ケン太の家の“むさし”は自由きままな白い猫。窓際でいつもどおり微睡む午後だと思いきや、ケン太が見ているその前でむさしは自ら窓を開け、ヒュッと外に飛び出した。果たして1匹と1人の行き先は……? 木版画で制作することが多い大河原健太さんだが、本作のためにシルクスクリーンに挑戦。大河原さんが地元・福島で2017年に設立した“柊STUDIO”が贈る、鮮やかで伸びやかな世界がぎゅっと詰まった第1作目。
『むさしのひみつ』


『ふつうやない!はなげばあちゃん』

山田真奈未 作・絵
(福音館書店)1,600 円+ 税/D:新保韻香

ボローニャ国際絵本原画展入選に際し、2009年に出版された絵本『はなげばあちゃん』(パロル舎)がパワーアップして帰ってきました!前作から引き続き“はなげばあちゃん節”は健在で、とにかく堂々自由。僕らは町のキラワレモノだと嘆く猫にも「キラワレモノでええねん」と意に介さず、もぐもぐたこ焼きを頬張ります。山田さんの温かい視線が行き渡る世界の“爽快感”と“安心感”は読んでみてのお楽しみ。
『ふつうやない!はなげばあちゃん』


『step – Eguchi Hisashi Illustration Book -』

江口寿史 著
(河出書房新社)2,000 円+ 税/装幀:井上則人+ 安藤公美+橋本早紀(井上則人デザイン事務所)
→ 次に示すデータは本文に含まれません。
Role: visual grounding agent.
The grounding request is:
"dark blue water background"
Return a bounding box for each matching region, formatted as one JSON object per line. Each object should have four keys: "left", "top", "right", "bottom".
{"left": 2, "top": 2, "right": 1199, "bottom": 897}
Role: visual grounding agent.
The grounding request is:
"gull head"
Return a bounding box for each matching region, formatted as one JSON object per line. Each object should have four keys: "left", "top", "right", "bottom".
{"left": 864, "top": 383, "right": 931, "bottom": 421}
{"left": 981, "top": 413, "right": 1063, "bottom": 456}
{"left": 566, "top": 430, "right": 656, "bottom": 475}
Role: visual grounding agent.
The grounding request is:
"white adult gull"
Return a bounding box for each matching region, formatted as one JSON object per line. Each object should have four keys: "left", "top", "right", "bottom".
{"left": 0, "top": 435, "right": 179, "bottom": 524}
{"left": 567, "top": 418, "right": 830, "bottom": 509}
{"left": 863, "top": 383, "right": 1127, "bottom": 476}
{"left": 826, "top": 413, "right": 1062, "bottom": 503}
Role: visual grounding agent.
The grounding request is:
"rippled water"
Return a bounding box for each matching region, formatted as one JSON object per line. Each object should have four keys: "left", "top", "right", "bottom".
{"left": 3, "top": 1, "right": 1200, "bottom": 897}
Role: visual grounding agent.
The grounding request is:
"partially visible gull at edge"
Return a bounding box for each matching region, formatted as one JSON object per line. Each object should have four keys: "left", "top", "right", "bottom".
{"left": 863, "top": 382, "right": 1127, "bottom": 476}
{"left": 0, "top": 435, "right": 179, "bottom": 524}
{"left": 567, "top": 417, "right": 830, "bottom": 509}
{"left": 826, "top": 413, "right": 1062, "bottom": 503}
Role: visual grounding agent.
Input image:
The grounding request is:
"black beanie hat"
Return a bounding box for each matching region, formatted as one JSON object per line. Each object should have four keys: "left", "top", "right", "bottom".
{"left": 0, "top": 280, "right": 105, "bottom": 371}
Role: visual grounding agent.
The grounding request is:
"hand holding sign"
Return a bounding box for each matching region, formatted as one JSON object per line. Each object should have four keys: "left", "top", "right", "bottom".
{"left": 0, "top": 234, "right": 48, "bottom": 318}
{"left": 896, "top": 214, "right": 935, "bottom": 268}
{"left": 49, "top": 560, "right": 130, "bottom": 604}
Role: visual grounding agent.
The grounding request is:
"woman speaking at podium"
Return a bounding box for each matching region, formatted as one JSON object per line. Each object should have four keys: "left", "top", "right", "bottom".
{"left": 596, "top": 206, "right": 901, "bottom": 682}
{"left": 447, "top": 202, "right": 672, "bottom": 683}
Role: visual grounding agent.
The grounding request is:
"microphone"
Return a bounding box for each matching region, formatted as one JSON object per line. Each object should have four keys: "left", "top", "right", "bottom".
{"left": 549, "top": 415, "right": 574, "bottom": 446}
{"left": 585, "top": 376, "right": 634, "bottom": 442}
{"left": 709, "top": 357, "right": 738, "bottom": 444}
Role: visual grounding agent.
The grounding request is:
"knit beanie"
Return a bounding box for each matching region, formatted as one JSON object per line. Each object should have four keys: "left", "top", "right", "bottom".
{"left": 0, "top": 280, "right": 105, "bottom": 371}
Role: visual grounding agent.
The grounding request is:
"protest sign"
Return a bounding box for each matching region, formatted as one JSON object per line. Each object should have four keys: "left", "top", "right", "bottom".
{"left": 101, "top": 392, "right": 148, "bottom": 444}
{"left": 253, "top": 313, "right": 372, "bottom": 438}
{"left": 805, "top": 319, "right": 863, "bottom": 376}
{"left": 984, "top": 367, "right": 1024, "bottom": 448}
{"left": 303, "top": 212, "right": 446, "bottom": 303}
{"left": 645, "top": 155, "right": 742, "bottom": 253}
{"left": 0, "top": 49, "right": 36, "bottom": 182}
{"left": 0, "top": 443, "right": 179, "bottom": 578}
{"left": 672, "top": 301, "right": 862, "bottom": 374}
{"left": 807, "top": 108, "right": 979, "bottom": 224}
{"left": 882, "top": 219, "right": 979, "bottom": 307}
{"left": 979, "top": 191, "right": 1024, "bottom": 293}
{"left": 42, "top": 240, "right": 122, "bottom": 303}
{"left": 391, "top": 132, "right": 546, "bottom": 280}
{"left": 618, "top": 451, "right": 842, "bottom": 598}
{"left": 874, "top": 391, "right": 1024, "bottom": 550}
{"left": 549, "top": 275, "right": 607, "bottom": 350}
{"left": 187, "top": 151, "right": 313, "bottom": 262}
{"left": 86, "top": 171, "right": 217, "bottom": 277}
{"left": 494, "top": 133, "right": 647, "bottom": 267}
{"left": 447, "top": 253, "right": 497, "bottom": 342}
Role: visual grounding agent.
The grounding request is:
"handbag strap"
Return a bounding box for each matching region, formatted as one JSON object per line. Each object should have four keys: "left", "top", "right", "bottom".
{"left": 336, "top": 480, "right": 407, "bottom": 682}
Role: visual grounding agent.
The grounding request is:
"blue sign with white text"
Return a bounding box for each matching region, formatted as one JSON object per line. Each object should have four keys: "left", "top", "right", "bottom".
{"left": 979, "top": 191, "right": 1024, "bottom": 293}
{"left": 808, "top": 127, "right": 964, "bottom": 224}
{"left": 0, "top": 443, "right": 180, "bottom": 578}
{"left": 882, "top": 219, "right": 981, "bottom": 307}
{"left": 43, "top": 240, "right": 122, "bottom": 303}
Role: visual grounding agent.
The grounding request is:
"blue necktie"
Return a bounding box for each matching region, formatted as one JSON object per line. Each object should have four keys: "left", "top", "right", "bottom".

2015年に刊行された『KING OF POP』から約3年、それ以降の最新イラストレーションを収録した江口寿史さんの作品集。CDジャケットや書籍、広告の仕事に加え、雑誌挿絵、オリジナル作品や習作など、ファンでもすべてを把握するのが難しいものまで一望出来るのが心憎い。本人による8,000字超えの作品解説は制作秘話多数。ますますパワーアップし続ける江口さんの次回作が既に待ち遠しい。
『step – Eguchi Hisashi Illustration Book -』


『XIE’S CLUB BOOK~鴨沢祐仁イラスト集~』

XIE’S CLUB BOOK制作委員会(平澤直孝・多屋澄礼)編
(P ヴァイン)2,700 円+ 税/D:岡田崇

没後10年を経てなお、稲垣足穂的な文脈で描かれた唯一無二の作風でファンを増やし続ける鴨沢祐仁さんの初イラスト集。代表作「クシー君」シリーズはもちろん、雑誌『ガロ』掲載のデビュー作や広告・書籍・グッズの仕事、未発表原稿「ぶりきのおもちゃのはくぶつかんのよる」などが収められた。鴨沢さんの生前の姿を伺い知ることが出来る、南伸坊さん、湯浅学さん、北原照久さんによる解説も必読。